Since RIL binds to the cytoskeletal elements via its PDZ domain through alpha-actinin, RIL may be involved in the regulation of cytoskeletal organization in the central nervous system. RIL was proposed to play an important role in the transport of AMPA receptors in neurons [12]. In astrocytes, concentration of AQP4 to glia limitans and perivascular process is modulated by actin cytoskeleton [10]. Since actin cytoskeleton is important in regulating the localization and trafficking of water channels AQP2 in renal collecting duct cells [14], RIL may play a role in the localization of AQP4 in astrocytes by regulating their actin cytoskeleton.
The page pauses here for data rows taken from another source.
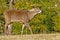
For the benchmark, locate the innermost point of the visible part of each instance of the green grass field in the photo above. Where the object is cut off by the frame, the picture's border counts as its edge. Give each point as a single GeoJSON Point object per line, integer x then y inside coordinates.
{"type": "Point", "coordinates": [31, 37]}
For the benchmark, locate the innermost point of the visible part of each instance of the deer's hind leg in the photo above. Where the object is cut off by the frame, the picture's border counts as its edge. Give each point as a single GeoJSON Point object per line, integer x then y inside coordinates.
{"type": "Point", "coordinates": [28, 26]}
{"type": "Point", "coordinates": [6, 28]}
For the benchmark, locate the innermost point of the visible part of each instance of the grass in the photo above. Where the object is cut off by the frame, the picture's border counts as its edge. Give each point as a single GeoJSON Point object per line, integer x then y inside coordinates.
{"type": "Point", "coordinates": [31, 37]}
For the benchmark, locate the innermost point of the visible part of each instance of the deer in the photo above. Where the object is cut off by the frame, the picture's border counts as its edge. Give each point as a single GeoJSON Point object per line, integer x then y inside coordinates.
{"type": "Point", "coordinates": [23, 16]}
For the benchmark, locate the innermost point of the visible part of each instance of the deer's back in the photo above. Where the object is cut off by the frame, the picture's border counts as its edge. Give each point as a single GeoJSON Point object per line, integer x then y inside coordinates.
{"type": "Point", "coordinates": [17, 15]}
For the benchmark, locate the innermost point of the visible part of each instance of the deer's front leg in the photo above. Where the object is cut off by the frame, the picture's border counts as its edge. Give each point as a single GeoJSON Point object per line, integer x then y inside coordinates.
{"type": "Point", "coordinates": [6, 26]}
{"type": "Point", "coordinates": [28, 26]}
{"type": "Point", "coordinates": [22, 28]}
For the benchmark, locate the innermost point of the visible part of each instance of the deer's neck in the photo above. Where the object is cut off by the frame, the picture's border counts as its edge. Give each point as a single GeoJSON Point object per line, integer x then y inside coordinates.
{"type": "Point", "coordinates": [31, 15]}
{"type": "Point", "coordinates": [11, 4]}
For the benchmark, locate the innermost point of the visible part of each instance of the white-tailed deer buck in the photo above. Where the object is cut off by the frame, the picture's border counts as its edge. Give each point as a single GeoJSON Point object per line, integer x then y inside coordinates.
{"type": "Point", "coordinates": [23, 16]}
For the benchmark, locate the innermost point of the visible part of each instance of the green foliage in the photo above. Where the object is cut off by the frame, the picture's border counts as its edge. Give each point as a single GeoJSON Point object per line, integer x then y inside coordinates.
{"type": "Point", "coordinates": [46, 22]}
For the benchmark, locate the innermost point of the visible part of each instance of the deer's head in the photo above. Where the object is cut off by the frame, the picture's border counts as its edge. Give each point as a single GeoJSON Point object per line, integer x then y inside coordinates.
{"type": "Point", "coordinates": [35, 10]}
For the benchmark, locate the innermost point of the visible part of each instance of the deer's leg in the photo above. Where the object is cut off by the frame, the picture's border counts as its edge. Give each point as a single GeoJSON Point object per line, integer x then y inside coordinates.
{"type": "Point", "coordinates": [22, 28]}
{"type": "Point", "coordinates": [28, 26]}
{"type": "Point", "coordinates": [9, 29]}
{"type": "Point", "coordinates": [6, 26]}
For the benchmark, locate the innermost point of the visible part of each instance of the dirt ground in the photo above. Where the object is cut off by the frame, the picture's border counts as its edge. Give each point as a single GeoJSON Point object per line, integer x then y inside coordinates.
{"type": "Point", "coordinates": [31, 37]}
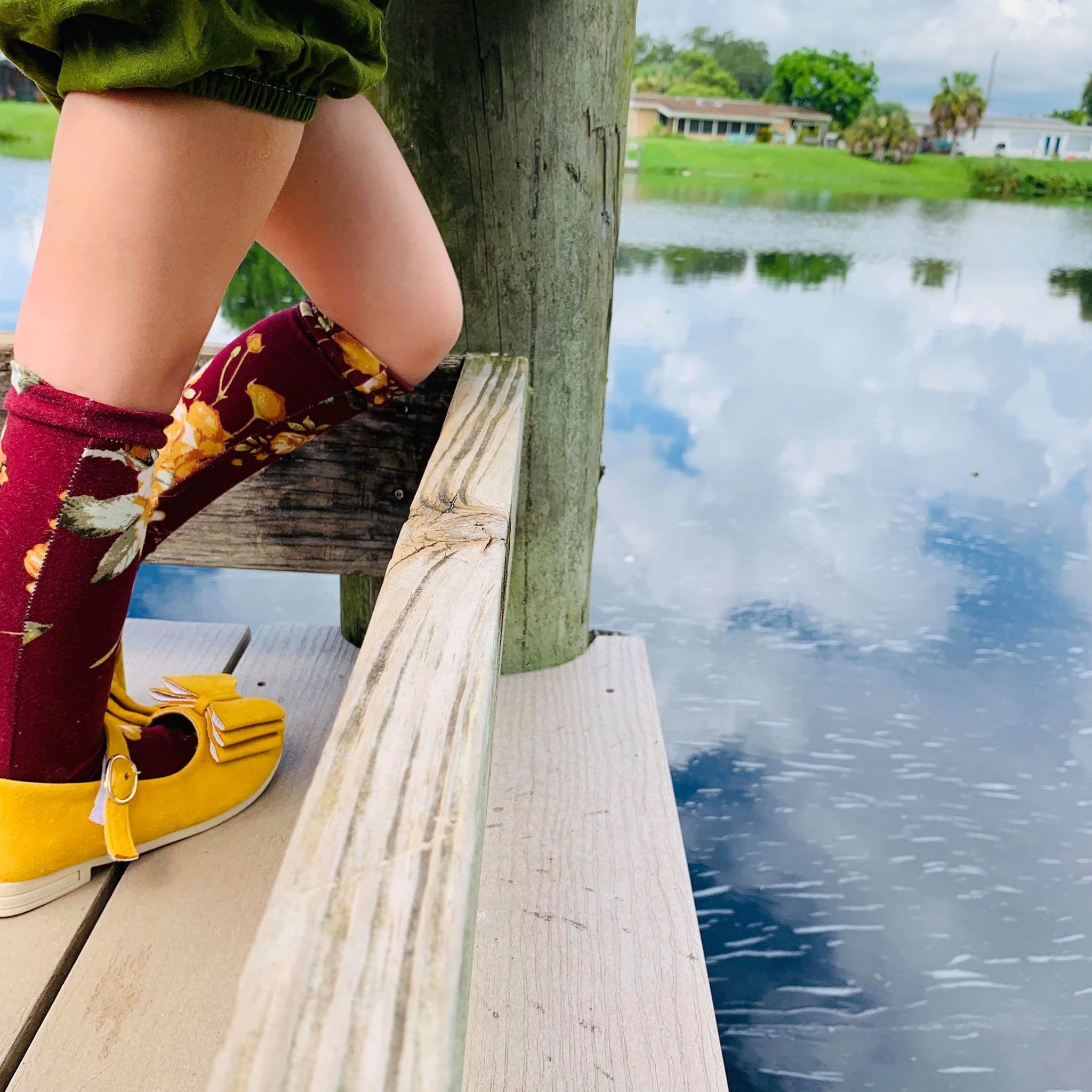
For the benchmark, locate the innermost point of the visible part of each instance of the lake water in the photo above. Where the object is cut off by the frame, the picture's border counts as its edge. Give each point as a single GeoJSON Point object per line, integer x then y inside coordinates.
{"type": "Point", "coordinates": [848, 506]}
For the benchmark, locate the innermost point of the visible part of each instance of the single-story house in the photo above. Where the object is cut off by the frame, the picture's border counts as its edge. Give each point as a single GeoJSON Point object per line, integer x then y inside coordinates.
{"type": "Point", "coordinates": [1019, 138]}
{"type": "Point", "coordinates": [732, 119]}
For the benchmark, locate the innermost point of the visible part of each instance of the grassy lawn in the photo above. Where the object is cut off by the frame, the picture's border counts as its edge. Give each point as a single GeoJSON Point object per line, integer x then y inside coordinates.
{"type": "Point", "coordinates": [28, 129]}
{"type": "Point", "coordinates": [805, 168]}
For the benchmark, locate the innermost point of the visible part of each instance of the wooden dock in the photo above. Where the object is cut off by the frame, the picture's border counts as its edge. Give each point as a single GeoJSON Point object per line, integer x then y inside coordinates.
{"type": "Point", "coordinates": [428, 818]}
{"type": "Point", "coordinates": [458, 881]}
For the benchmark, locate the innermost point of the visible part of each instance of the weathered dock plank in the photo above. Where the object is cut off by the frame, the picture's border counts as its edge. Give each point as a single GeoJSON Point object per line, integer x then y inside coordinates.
{"type": "Point", "coordinates": [588, 968]}
{"type": "Point", "coordinates": [148, 1003]}
{"type": "Point", "coordinates": [335, 506]}
{"type": "Point", "coordinates": [359, 973]}
{"type": "Point", "coordinates": [37, 949]}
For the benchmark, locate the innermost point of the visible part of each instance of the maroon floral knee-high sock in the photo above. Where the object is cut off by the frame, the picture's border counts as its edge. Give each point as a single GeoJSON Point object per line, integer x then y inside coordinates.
{"type": "Point", "coordinates": [284, 381]}
{"type": "Point", "coordinates": [77, 487]}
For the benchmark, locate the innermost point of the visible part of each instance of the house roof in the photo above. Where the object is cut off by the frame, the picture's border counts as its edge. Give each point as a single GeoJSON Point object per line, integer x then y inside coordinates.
{"type": "Point", "coordinates": [1009, 122]}
{"type": "Point", "coordinates": [735, 109]}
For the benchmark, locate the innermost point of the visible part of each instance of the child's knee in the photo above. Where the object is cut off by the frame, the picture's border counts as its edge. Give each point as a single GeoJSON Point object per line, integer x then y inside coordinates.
{"type": "Point", "coordinates": [429, 332]}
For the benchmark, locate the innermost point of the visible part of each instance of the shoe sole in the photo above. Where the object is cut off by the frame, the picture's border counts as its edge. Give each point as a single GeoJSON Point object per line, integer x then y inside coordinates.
{"type": "Point", "coordinates": [30, 895]}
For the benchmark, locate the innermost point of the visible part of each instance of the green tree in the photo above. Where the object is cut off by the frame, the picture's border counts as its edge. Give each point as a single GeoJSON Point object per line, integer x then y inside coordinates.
{"type": "Point", "coordinates": [786, 268]}
{"type": "Point", "coordinates": [884, 131]}
{"type": "Point", "coordinates": [930, 272]}
{"type": "Point", "coordinates": [958, 106]}
{"type": "Point", "coordinates": [651, 52]}
{"type": "Point", "coordinates": [692, 73]}
{"type": "Point", "coordinates": [1077, 117]}
{"type": "Point", "coordinates": [261, 285]}
{"type": "Point", "coordinates": [747, 59]}
{"type": "Point", "coordinates": [1074, 282]}
{"type": "Point", "coordinates": [833, 83]}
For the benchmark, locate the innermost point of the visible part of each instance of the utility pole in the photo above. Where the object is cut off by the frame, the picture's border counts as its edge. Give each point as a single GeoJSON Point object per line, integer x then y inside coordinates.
{"type": "Point", "coordinates": [990, 86]}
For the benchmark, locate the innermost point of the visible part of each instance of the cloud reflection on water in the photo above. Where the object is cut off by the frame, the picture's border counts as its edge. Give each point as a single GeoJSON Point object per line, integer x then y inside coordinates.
{"type": "Point", "coordinates": [860, 556]}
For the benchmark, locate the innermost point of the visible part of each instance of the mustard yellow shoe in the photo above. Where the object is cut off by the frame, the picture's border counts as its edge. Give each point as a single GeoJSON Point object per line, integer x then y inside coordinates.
{"type": "Point", "coordinates": [53, 836]}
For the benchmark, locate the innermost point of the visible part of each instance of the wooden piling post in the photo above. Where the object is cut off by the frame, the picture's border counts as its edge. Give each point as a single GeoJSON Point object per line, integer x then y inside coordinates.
{"type": "Point", "coordinates": [512, 117]}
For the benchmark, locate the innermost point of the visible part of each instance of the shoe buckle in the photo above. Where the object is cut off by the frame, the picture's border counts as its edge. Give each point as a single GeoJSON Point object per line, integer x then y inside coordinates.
{"type": "Point", "coordinates": [108, 779]}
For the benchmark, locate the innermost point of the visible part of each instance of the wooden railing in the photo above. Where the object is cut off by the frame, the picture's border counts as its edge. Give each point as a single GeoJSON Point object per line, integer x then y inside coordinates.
{"type": "Point", "coordinates": [359, 973]}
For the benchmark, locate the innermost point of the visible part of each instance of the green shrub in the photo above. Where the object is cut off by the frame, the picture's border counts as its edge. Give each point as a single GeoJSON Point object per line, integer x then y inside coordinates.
{"type": "Point", "coordinates": [1003, 178]}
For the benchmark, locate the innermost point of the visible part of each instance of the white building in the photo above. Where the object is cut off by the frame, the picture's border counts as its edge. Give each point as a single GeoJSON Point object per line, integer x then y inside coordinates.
{"type": "Point", "coordinates": [1019, 138]}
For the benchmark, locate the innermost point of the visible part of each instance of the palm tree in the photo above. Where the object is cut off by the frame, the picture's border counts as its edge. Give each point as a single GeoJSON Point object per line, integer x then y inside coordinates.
{"type": "Point", "coordinates": [884, 131]}
{"type": "Point", "coordinates": [958, 106]}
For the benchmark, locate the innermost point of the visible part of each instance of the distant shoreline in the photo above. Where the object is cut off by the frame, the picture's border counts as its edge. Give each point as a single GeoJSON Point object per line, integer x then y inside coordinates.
{"type": "Point", "coordinates": [800, 167]}
{"type": "Point", "coordinates": [28, 130]}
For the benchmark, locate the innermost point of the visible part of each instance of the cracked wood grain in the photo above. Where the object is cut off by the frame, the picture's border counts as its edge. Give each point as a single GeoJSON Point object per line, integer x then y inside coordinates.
{"type": "Point", "coordinates": [512, 118]}
{"type": "Point", "coordinates": [359, 973]}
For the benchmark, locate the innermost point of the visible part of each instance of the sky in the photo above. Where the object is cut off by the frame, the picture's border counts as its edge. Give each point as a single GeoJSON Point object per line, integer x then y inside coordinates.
{"type": "Point", "coordinates": [1044, 47]}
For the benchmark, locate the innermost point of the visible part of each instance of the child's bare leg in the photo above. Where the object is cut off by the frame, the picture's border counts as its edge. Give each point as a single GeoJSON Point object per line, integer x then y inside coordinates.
{"type": "Point", "coordinates": [154, 198]}
{"type": "Point", "coordinates": [354, 229]}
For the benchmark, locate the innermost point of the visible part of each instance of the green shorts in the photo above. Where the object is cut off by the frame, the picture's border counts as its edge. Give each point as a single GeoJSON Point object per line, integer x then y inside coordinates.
{"type": "Point", "coordinates": [276, 56]}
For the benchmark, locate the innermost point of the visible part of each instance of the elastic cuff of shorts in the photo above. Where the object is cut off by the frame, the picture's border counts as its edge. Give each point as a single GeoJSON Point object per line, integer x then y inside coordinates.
{"type": "Point", "coordinates": [254, 94]}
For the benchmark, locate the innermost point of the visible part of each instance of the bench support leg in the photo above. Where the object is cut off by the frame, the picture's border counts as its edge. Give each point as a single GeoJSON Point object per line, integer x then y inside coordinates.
{"type": "Point", "coordinates": [358, 600]}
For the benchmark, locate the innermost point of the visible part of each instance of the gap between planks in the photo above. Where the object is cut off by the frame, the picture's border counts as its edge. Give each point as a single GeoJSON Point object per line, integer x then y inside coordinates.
{"type": "Point", "coordinates": [37, 950]}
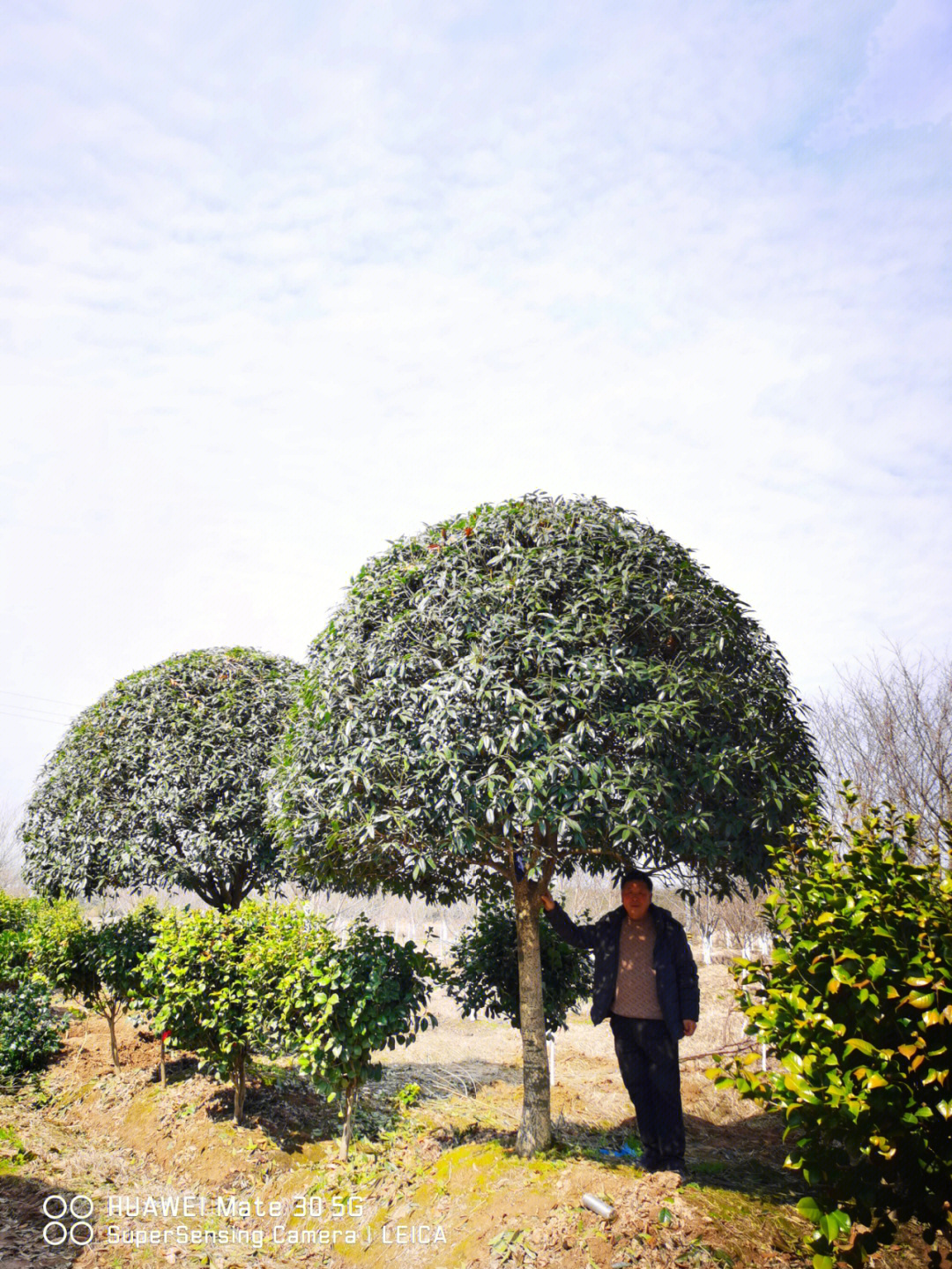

CLP-36 (C-terminal LIM domain protein 36), another member of PDZ/LIM protein family, is expressed in nervous tissues in addition to RIL [16]. CLP-36 was also suggested to serve as adaptors to the cytoskeleton via alpha-actinin in non-muscle cells [16]. We used polyclonal antibodies raised against C-terminal 14 peptides of rat RIL in the present study. Although C-terminal amino acids of rat CLP-36 is distinct from that of rat RIL, it has an identical 3-amino-acid sequence. Therefore, we cannot exclude the possibility that we detected CLP-36 in addition to RIL. Further study is needed to clarify this point.

Although the exact function of RIL remains to be clarified, RIL seems to be involved in cellular growth and differentiation [4, 6, 13]. Differential expression levels in neurons, astrocytes, and blood vessel walls (Table 1) suggest that RIL might reflect the levels of differentiation and growth among them.